Avant que tout ceci ne se mette en place, éclate la Seconde Guerre Mondiale et les affinités du régime comme le souvenir du concours reçu inclinent tout naturellement le gouvernement franquiste à se prononcer en faveur des Puissances de l'Axe ; il n'en affirme pas moins sa stricte neutralité, tout en profitant de la défaite de la France en juin 1940 pour dénoncer le statut international de Tanger et mettre la main sur la ville. Il entame avec l'Allemagne et l'Italie des conversations aux fins de s'approprier la totalité du Maroc, Gibraltar et l'Oranais, ce qui lui est promis comme prix de l'abandon de sa neutralité ; mais Franco, qui mesure l'état de délabrement de son pays, exige pour ce faire un ravitaillement immédiat ainsi qu'une aide économique permanente, marchandage dont se plaint Hitler sans y donner suite...

Lors d'une entrevue avec le Caudillo le 23 octobre 1940 à Hendaye, le Führer lui déclare que les troupes allemandes pénétreront dans la péninsule le 10 janvier suivant, pour marcher sur l'Afrique. Franco fait alors marche arrière, invoquant que cette action lui semble prématurée ; finalement, le concours de l'Espagne à la cause de l'Axe se bornera à l'adhésion au pacte anti-Komintern du 25 novembre 1936, et un peu plus tard, à l'envoi de la division bleue sur le front russe. Churchill rendra publiquement hommage au service rendu aux Alliés par le gouvernement espagnol en restant en marge de la guerre.

La complète victoire des puissances de l'Axe devenant improbable dès l'automne 1942, le gouvernement espagnol entreprend des tentatives de rapprochement avec l'Angleterre comme les États-Unis, rappelant par échelons la division bleue, entrouvrant ses prisons politiques, traitant moins durement les jeunes Français passant par les Pyrénées dans l'intention de rejoindre les Forces libres d'Afrique du Nord. Néanmoins, à la capitulation sans conditions de l'Allemagne nazie, l'Espagne franquiste se trouve en fâcheuse posture sur le plan international.

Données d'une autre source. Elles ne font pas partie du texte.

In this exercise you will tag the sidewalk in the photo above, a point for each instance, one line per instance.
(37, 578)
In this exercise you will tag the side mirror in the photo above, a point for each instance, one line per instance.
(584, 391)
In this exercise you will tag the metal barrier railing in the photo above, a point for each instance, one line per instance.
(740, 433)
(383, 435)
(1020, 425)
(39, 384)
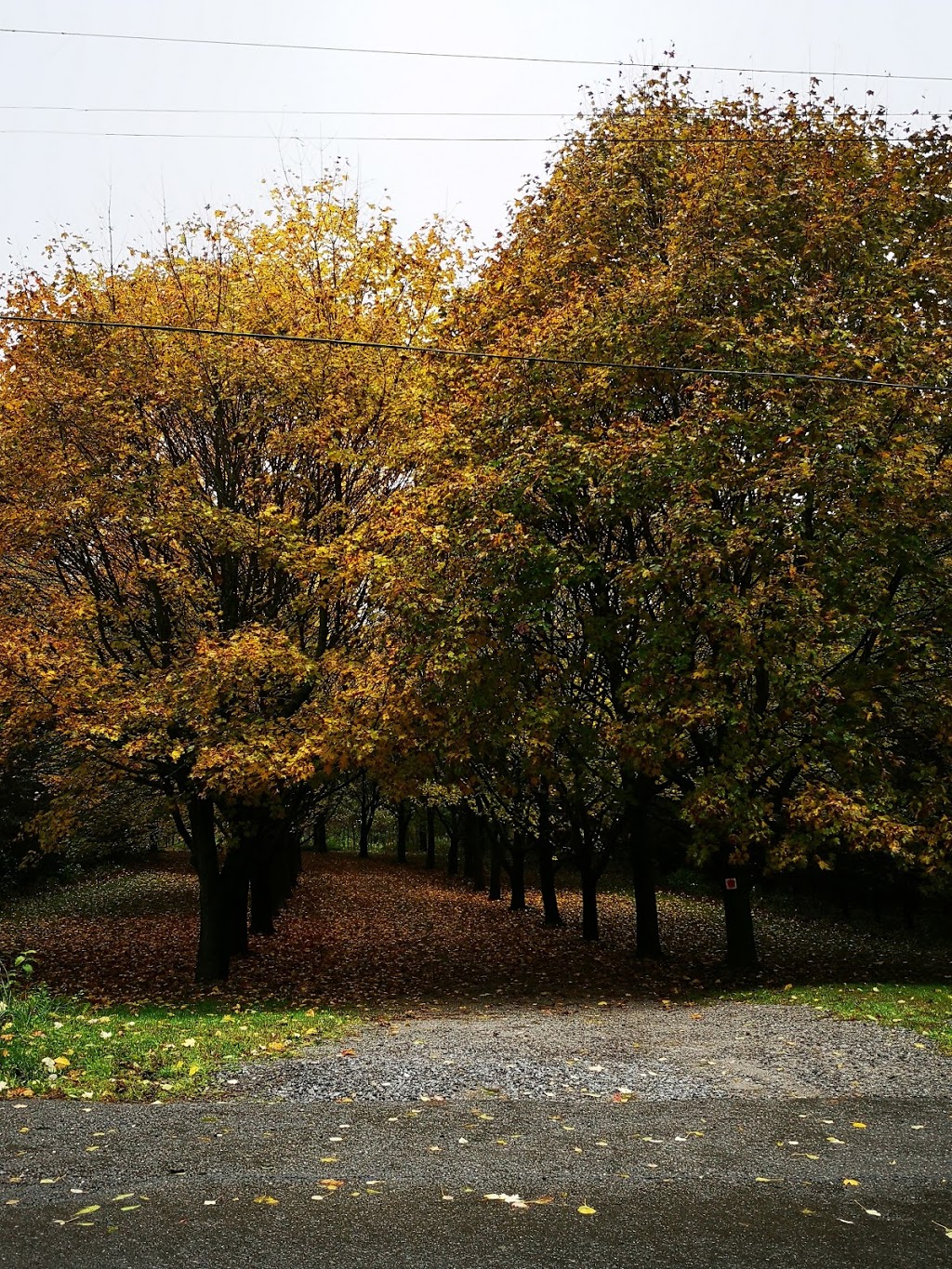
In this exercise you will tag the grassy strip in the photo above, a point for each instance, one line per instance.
(926, 1008)
(54, 1047)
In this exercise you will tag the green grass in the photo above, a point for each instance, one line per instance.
(149, 1052)
(924, 1008)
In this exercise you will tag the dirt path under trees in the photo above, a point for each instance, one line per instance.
(374, 934)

L'Union Soviétique et ses satellites, mais aussi la France, lui sont violemment hostiles ; le Gouvernement Provisoire de la République française du Général de Gaulle comprend des communistes et c'est en France que se trouve la majorité des réfugiés politiques qui ne laissent pas d'exercer une grosse influence, le gouvernement en exil, installé à Mexico, ne tardant pas à s'installer à Paris.

L'Espagne, contrainte d'abandonner Tanger, n'est pas admise au sein de l'Organisation des Nations Unies devant laquelle elle est mise en accusation ; des débats confus ne sort, en décembre 1946, qu'une recommandation de rupture de relations diplomatiques avec Madrid ; si timide qu'elle soit, cette ingérence blesse l'orgueil espagnol mais sert le régime franquiste.

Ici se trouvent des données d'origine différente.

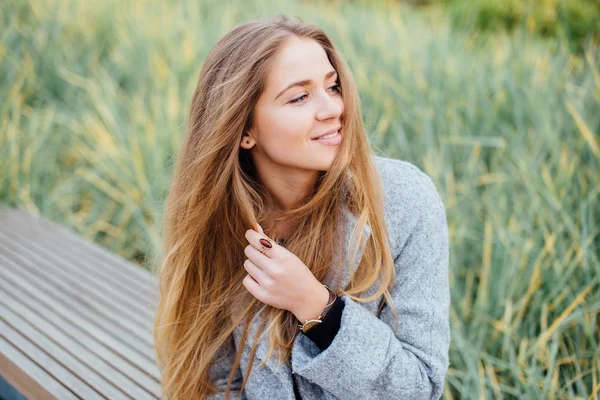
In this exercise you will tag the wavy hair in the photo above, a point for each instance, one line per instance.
(215, 196)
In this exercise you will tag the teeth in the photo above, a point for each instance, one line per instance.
(329, 136)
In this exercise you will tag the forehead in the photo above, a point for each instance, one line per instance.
(298, 58)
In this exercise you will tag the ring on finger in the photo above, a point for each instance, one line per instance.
(265, 243)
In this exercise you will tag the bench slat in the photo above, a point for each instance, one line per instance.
(40, 311)
(35, 383)
(70, 277)
(135, 280)
(74, 348)
(47, 244)
(118, 341)
(50, 365)
(78, 301)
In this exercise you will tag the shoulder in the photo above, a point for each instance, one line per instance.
(410, 196)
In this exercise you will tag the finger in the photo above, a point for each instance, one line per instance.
(261, 260)
(253, 287)
(254, 238)
(258, 274)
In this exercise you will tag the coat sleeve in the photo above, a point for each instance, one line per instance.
(220, 373)
(367, 359)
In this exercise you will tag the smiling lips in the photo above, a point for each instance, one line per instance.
(335, 139)
(327, 133)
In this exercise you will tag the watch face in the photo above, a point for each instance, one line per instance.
(311, 324)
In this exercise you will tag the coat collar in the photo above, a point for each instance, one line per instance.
(281, 371)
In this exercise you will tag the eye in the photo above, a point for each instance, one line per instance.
(336, 87)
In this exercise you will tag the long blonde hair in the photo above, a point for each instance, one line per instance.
(215, 197)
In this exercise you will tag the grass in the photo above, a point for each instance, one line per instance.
(93, 107)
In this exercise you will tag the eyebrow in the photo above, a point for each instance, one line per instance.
(304, 82)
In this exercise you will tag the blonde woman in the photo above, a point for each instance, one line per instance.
(298, 264)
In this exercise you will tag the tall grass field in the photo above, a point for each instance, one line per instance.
(94, 97)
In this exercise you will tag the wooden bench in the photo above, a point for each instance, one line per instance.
(75, 319)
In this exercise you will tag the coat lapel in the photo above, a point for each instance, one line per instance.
(283, 372)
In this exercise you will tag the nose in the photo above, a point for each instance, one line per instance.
(330, 106)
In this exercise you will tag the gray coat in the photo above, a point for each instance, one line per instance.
(367, 359)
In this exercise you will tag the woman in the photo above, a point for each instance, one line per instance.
(269, 225)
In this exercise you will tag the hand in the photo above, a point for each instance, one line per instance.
(280, 279)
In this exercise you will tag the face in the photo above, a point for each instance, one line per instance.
(286, 119)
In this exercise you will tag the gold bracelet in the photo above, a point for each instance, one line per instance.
(309, 323)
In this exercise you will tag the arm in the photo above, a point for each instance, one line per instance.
(220, 373)
(367, 359)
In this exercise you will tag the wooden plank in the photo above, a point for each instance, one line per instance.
(132, 278)
(74, 241)
(85, 268)
(37, 310)
(70, 277)
(73, 346)
(111, 336)
(31, 380)
(24, 332)
(77, 299)
(39, 356)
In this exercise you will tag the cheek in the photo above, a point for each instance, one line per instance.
(290, 126)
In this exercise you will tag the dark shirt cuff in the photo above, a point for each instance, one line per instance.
(323, 334)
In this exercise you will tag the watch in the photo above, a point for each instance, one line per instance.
(309, 323)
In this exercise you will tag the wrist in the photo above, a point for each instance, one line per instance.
(314, 305)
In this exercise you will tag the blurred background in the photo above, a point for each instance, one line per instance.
(498, 101)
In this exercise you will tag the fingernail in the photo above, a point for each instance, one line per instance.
(266, 243)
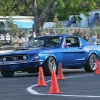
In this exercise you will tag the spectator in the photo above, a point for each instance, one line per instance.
(33, 35)
(15, 40)
(26, 39)
(76, 32)
(80, 33)
(98, 39)
(21, 34)
(52, 32)
(93, 39)
(85, 36)
(69, 31)
(22, 39)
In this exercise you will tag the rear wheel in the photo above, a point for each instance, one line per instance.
(49, 65)
(6, 73)
(91, 64)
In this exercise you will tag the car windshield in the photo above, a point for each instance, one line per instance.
(47, 41)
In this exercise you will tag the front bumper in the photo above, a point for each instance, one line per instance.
(20, 66)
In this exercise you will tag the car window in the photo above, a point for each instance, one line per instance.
(72, 41)
(49, 41)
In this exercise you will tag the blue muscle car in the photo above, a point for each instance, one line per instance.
(48, 51)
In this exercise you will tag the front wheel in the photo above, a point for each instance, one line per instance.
(49, 65)
(91, 64)
(6, 73)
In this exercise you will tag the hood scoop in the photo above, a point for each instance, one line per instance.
(21, 49)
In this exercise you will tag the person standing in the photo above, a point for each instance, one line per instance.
(85, 36)
(52, 32)
(80, 33)
(15, 41)
(33, 35)
(93, 39)
(76, 32)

Celui-ci tend à se normaliser ; une ébauche de Constitution donne naissance à un système à base de Cortès, dotées d'attributions consultatives ; une amnistie permet le retour de nombreux émigrés et une forme de parti unique, el movimiento, est fondé.

L'Espagne ne sort de son isolement diplomatique qu'au moment de la tension entre les Alliés occidentaux & l'Union Soviétique ; sa position géographique est telle qu'elle ne peut être ignorée dans un plan de défense du monde libre ; et cette "noche negra" prend réellement fin lorsque, par un accord conclu le 26 septembre 1953 avec les États-Unis, en contrepartie d'un droit d'installation des bases militaires sur son territoire, elle obtient une garantie formelle de sécurité ainsi que de très larges crédits, les uns remboursables, les autres à fonds perdus ; cette accord est reconduit le 26 septembre 1963, l'Espagne devenant alors associée au système de défense de l'OTAN.